A review of Chen Ke’s art
Chen Ke has a reputation of featuring a button-nosed girl, depressed, introverted, and stationed in an undefined, otherworldly space. She deals mostly with personal experience, memory and identity. As she articulates the memory of her childhood: “Even as a child I painted a lot. At the time, I felt free, but also sheltered. I could live completely in my own world.” Her works keep these memories alive in the imaginative space of art. A well-trained painter with a scholarly reprieve, Chen consistently experiments on painting new painting methods and materials in order to develop canvases with multiple layers, photographs and impeccable installations.
With You, I Will Never Feel Lonely is a large-scale installation piece by Chen Ke. In this installation work, even the cabinet surface becomes a psychedelic space populated with her melancholy girl. Despite the minimalist gestural approach to the pictorial surface, Chen Ke’s manages to invoke an intense feeling of loneliness, exposure, and helplessness. The unassuming archetypal home furniture immediately evokes the memories of the generation of 80’s. The old-fashioned furniture intrudes abruptly into the space of the viewers, triggering a feeling of misplacement and thus anxiety, and finally a pang of loss. In this moment Chen Ke seems like a magician, viewers are not only those fooled by her stunt but also seem to become her co-conspirators. Like the viewer, the artist is likely to be unable to distinguish if these are her childhood memories, or scenes of an imaginary character. The viewers are thus left indulging in the inclusive realm of sentimentality. This conflict between the real and the imaginary is precisely the beauty of the piece.

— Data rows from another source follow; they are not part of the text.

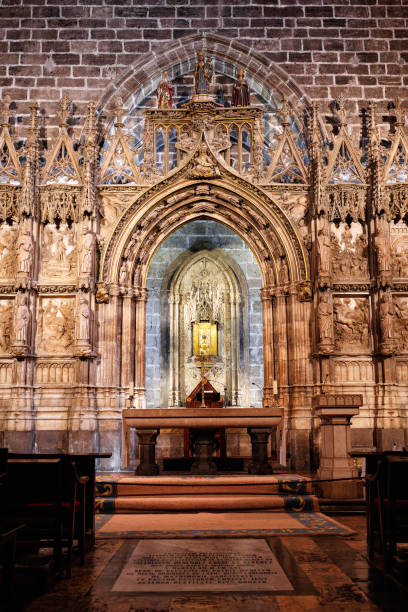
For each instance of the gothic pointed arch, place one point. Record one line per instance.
(184, 196)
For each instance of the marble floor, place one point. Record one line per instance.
(328, 573)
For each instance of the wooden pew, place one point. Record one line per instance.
(47, 495)
(394, 507)
(85, 466)
(9, 531)
(387, 503)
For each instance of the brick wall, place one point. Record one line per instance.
(80, 47)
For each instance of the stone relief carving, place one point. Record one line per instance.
(8, 238)
(205, 300)
(323, 252)
(351, 321)
(203, 164)
(6, 322)
(22, 319)
(401, 323)
(58, 250)
(55, 326)
(25, 248)
(353, 371)
(55, 372)
(349, 252)
(83, 319)
(87, 251)
(386, 314)
(383, 252)
(325, 323)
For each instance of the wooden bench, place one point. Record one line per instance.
(9, 531)
(50, 498)
(387, 504)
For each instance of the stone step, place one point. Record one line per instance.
(181, 503)
(124, 486)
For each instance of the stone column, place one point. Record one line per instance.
(267, 321)
(140, 352)
(259, 441)
(147, 452)
(335, 412)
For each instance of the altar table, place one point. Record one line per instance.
(258, 421)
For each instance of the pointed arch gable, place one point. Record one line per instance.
(231, 200)
(143, 74)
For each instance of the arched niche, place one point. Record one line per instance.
(173, 273)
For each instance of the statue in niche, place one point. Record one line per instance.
(400, 264)
(282, 270)
(21, 319)
(6, 314)
(401, 323)
(57, 323)
(25, 253)
(203, 73)
(7, 252)
(351, 260)
(58, 250)
(88, 246)
(123, 272)
(164, 92)
(204, 166)
(383, 252)
(351, 321)
(240, 90)
(323, 251)
(83, 319)
(387, 313)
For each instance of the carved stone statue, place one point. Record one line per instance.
(349, 258)
(383, 252)
(88, 244)
(21, 319)
(25, 253)
(60, 249)
(123, 272)
(323, 251)
(55, 326)
(325, 320)
(5, 327)
(83, 319)
(203, 74)
(7, 252)
(240, 90)
(387, 313)
(401, 323)
(164, 93)
(204, 166)
(351, 321)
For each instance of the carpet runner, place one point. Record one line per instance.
(217, 524)
(123, 494)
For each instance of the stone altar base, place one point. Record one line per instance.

Tender, cozy, lamenting but beautiful, this installation arouses our fervor to hypnotic levels, and is capable of moving us. On top of the widespread feeling of identification enabled by its cartoonish visual schema, the pathos of this piece is considerably attributed to the title “With you I Will Never Feel Lonely”. The word “you” as used by Chen Ke has a wide range of interpretations. Firstly, “you” signifies the path of art that it was her fate to embark upon. She stated, “As a child, I dreamed of living like the host of a worldwide travel program on TV, but in adulthood it turns out that I have settled into a single room. And so I create a world for myself, where I can roam without constraint.” With regards to her antecedents in art history, this “you” also refers to the long string of artists that have amazed and edified her: Van Gogh, Cindy Sherman, Jan Saudek, Araki Nobuyoshi, Yoshitomo Nara. “You” can also refer to familial ties. This is clear in the statement: “In daily life I go back and forth between two states of mind. In front of my artwork in the studio, it’s like being three thousand feet up in the clouds. I am free and unburdened, but of course still experience painful moments of sudden fall. When I am with my parents I where to solid ground, where there are ordinary, trifling matters to deal with, but I feel safe. The unbearable lightness of being wavers in and out among times of heaviness”. Concomitantly “you” can be indicative of friendship, love, and in some cases personal reminiscence of the general world. In the long run, this “you” shows the personality of an individual. Another interesting factor in Chen Ke’s paintings is the close juxtaposition of two young women of different expressions: a mirroring of doppelgangers. This eerie pairing enlivens a dialogue or interrogation or a form of solace between two selves. This odd idée fixe should be traceable to a motif she drew in early childhood. In the blank spaces of a family account book, she liked to draw with dainty strokes two oval objects, perhaps an image of two heads resting against each other.
For the present-day Chen Ke, one of those selves pertains to the innocent, original ‘I’, and the other endeavors to become the ‘other’, to be a vessel that opens itself to absorb outside elements and realities. This way, the latter self becomes the self-possessed “ordinary mind.” While undergoing this process, it was the inescapable solitude of life along with all those different “yous” that brought rescue from aloneness, which in turn prompted her to write this book. This book reminds me of a kite flown above her home country of Zhicheng. “Go and feel distant flight; feel the firm rootedness.”
In the very instance we confront the paintings of Chen Ke we immediately feel that we have finally found those things that have always remained in our hearts and protected us as we passed through so many realities, or at least permitted us to pass through. While we might not uncover any new ideas while we search in vain for them, if people truly understand the paintings of Chen Ke, then they will necessarily also understand those years.
If the audience has a shared understanding of Chen Ke, then they can see the artist’s passion for purity within his spiritual world. This passion almost equates with a need to ply his craft away from the outside world. As noted previously, he tries to avoid accommodating himself and comes close to placing what according to his own understanding is a split society on his romantic stage while also maintaining his resolve to express his own ability to maintain control over this romantic world. As embodied in his works, this is manifested as his subjective use of the color red. It is a contentious issue to determine whether Chen Ke is a successful” painter or not, but it is clear that she is a fine artist, because, through her dusky romantic scenes and the feeling of strength which bursts from his canvases, the audience can feel familiar feelings that are indelible in people’s memories.